Now that I’m old enough to figure out what I like and what I don’t on my own, I’ve been returning the favor and recommending some of my own favorites to her. Lately, though, she’s always way ahead of me, picking up on my obsessions (okay, mostly cute boys) before I even have the chance to tell her about them. I’m not subtle about the things I love — I never shut up about them, and I’m prone to binging shows or filmographies as well as holding repeat viewings, over the course of a few days. Nonetheless, when my mom takes note, it’s a pleasant surprise that never gets old.
A peak example, I think, is when we were watching X-Men: Apocalypse together for the first time. On Nicholas Hoult, welcoming the Summers brothers to the X-Mansion: “Crush natin ‘yan, ‘di ba?” On James McAvoy, rocking longer hair and his blazer sleeves at his elbows, straight out of Miami Vice: “Crush natin ‘yan, ‘di ba?” On Evan Peters, stuck in bullet time trying to save gifted youngsters from an exploding Xavier’s School: “Crush natin ‘yan, ‘di ba?”
You get it.
When I started showing her Game of Thrones, she took one look at Kit Harington and said, “So crush na natin ‘yan.” She caught sight of Nick Valensi on my iPad lockscreen and marveled, “Sino ‘yan, ang pogi! Bago mong boyfriend?” During awards season, she would gush with me at the sight of Dev Patel, Daniel Kaluuya, Diego Luna, and Gael Garcia Bernal. She sits with me for an entire day just to hold an X-Files or One Tree Hill marathon, agreeing that Mulder and Scully are soulmates and that Nathan is obviously (ultimately) the better and cuter Scott.

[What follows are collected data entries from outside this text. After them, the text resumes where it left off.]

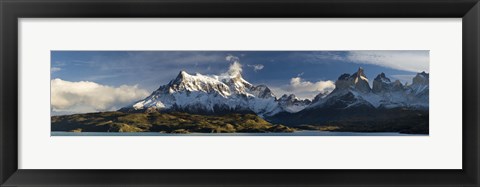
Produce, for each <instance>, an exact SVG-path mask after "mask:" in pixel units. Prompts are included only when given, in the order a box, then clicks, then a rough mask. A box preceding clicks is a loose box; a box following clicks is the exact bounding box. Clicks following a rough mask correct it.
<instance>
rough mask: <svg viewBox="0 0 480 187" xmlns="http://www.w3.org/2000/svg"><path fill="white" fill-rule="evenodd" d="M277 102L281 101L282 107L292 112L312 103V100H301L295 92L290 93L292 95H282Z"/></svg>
mask: <svg viewBox="0 0 480 187" xmlns="http://www.w3.org/2000/svg"><path fill="white" fill-rule="evenodd" d="M277 102H278V103H279V105H280V107H282V109H283V110H284V111H287V112H290V113H295V112H299V111H301V110H303V109H304V108H306V107H307V106H308V105H309V104H310V103H311V101H310V100H308V99H305V100H301V99H299V98H297V96H295V95H294V94H290V95H287V94H284V95H282V97H280V98H279V99H278V100H277Z"/></svg>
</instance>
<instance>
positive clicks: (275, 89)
mask: <svg viewBox="0 0 480 187" xmlns="http://www.w3.org/2000/svg"><path fill="white" fill-rule="evenodd" d="M333 89H335V82H333V81H331V80H326V81H317V82H310V81H306V80H303V79H302V78H300V77H294V78H292V79H290V84H288V85H285V86H281V87H274V88H272V90H273V91H274V93H275V94H277V96H281V95H283V94H287V95H288V94H295V96H297V97H298V98H302V99H313V98H314V97H315V96H316V95H318V94H319V93H325V92H331V91H332V90H333Z"/></svg>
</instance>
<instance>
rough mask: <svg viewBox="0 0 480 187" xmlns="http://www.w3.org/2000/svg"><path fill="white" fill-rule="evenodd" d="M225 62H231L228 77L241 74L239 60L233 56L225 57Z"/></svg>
mask: <svg viewBox="0 0 480 187" xmlns="http://www.w3.org/2000/svg"><path fill="white" fill-rule="evenodd" d="M225 60H227V61H229V62H232V64H230V67H229V68H228V72H227V74H228V75H229V76H237V75H238V74H241V73H242V71H243V69H242V64H240V58H238V57H236V56H233V55H227V57H225ZM223 75H225V74H223Z"/></svg>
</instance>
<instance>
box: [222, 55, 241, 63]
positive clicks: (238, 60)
mask: <svg viewBox="0 0 480 187" xmlns="http://www.w3.org/2000/svg"><path fill="white" fill-rule="evenodd" d="M225 60H227V61H229V62H240V58H238V57H237V56H233V55H227V56H226V57H225Z"/></svg>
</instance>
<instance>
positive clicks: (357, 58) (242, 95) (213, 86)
mask: <svg viewBox="0 0 480 187" xmlns="http://www.w3.org/2000/svg"><path fill="white" fill-rule="evenodd" d="M429 63H430V60H429V51H425V50H413V51H406V50H393V51H379V50H373V51H52V52H51V80H50V81H51V135H52V136H412V135H413V136H424V135H428V134H429Z"/></svg>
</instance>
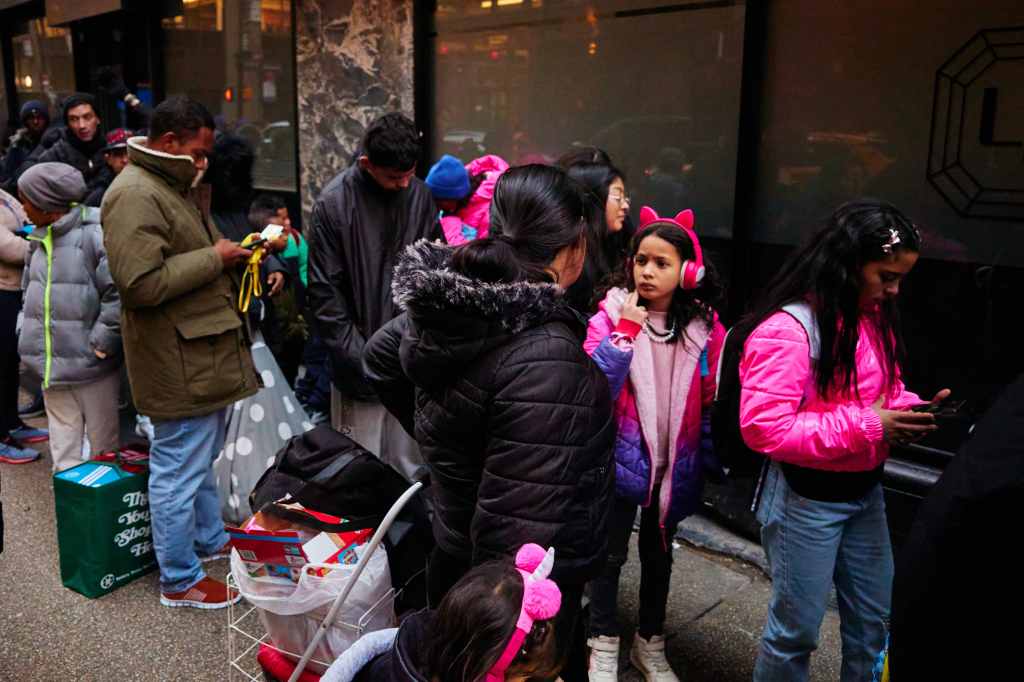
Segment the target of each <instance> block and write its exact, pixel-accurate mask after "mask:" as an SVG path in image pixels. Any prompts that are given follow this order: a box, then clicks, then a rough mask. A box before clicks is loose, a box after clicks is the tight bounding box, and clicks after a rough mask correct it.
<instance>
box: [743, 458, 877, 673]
mask: <svg viewBox="0 0 1024 682" xmlns="http://www.w3.org/2000/svg"><path fill="white" fill-rule="evenodd" d="M758 520H759V521H761V523H762V526H763V527H762V529H761V541H762V545H763V546H764V548H765V552H766V553H767V555H768V564H769V567H770V570H771V578H772V598H771V605H770V606H769V609H768V623H767V625H765V630H764V634H763V635H762V638H761V649H760V651H759V652H758V660H757V665H756V666H755V668H754V680H755V682H774V681H783V680H784V681H785V682H802V681H804V680H807V679H808V665H809V664H810V657H811V651H813V650H814V649H816V648H817V645H818V630H819V629H820V627H821V621H822V619H823V617H824V614H825V608H826V607H827V605H828V595H829V591H830V588H831V586H833V584H834V583H835V585H836V592H837V595H838V597H839V610H840V633H841V635H842V638H843V668H842V672H841V675H840V679H841V680H842V682H854V681H857V682H860V681H866V680H870V679H871V669H872V667H873V665H874V658H876V656H877V655H878V653H879V651H881V650H882V647H883V646H884V645H885V641H886V623H887V622H888V619H889V609H890V601H891V597H892V581H893V556H892V547H891V545H890V543H889V528H888V526H887V525H886V505H885V500H884V499H883V497H882V486H881V485H877V486H876V487H874V488H873V489H872V491H871V492H869V493H868V494H867V495H865V496H864V497H863V498H862V499H860V500H856V501H853V502H842V503H834V502H818V501H816V500H808V499H807V498H803V497H801V496H799V495H797V494H796V493H794V492H793V489H792V488H791V487H790V486H788V485H787V484H786V482H785V477H784V476H783V475H782V472H781V471H780V470H779V468H778V466H776V465H772V466H771V467H770V468H769V470H768V475H767V478H766V480H765V486H764V495H763V497H762V499H761V504H760V506H759V507H758Z"/></svg>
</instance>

And she never turns down yet another discussion about Chris Evans — sometimes about his dreamy boy-next-door-ness and real-life penchant for standing up for what’s right, but mostly about his beard, or lack thereof.
I love these small moments of understanding. It hasn’t occurred to me until recently how important it is to have a mom who notices the little things, listens, and keeps up with you even when it’s inconsequential, on top of the nurturing and guidance (and great cooking!) she already wholeheartedly gives.
It shows that she’s interested in you as a person and a friend — that she really sees you and pays attention when it’s so easy to just be indifferent and leave you alone — which is just as essential as unconditional love.
This very sweet, very funny comic by Tiffany Ford jumped out at me last week, because it did a great job of explaining why this is so important. Even when she doesn’t fully get it, even when she just chops vegetables silently while you ramble, there’s something truly touching about a mom who visibly tries and still thinks of you even when she’s at the supermarket. The artist may have gotten a whole crate of mangoes instead of her Inuyasha manga, but the effort and the affection is there. And just like her, I’m forever grateful.
My cousin often turns to my mom, amusingly bewildered, and asks “You know about this?” when we’re tuned to the television and my mom would comment on Stranger Things, or Bill Hader, or Baby Driver. (“Type ko talaga ‘yung mga ganyan, ‘yung parang bad boy,” she said about the latter. “Kaya ko nagustuhan tatay mo, eh.”)
“Of course I do!” my mom would say. With an awkwardly long Z-snap, she would finish with, “I’m a cool mom.”
And I would laugh, because she’s being ironic. But I would never dream of objecting, because I actually believe it completely. William Martinez, eat your heart out.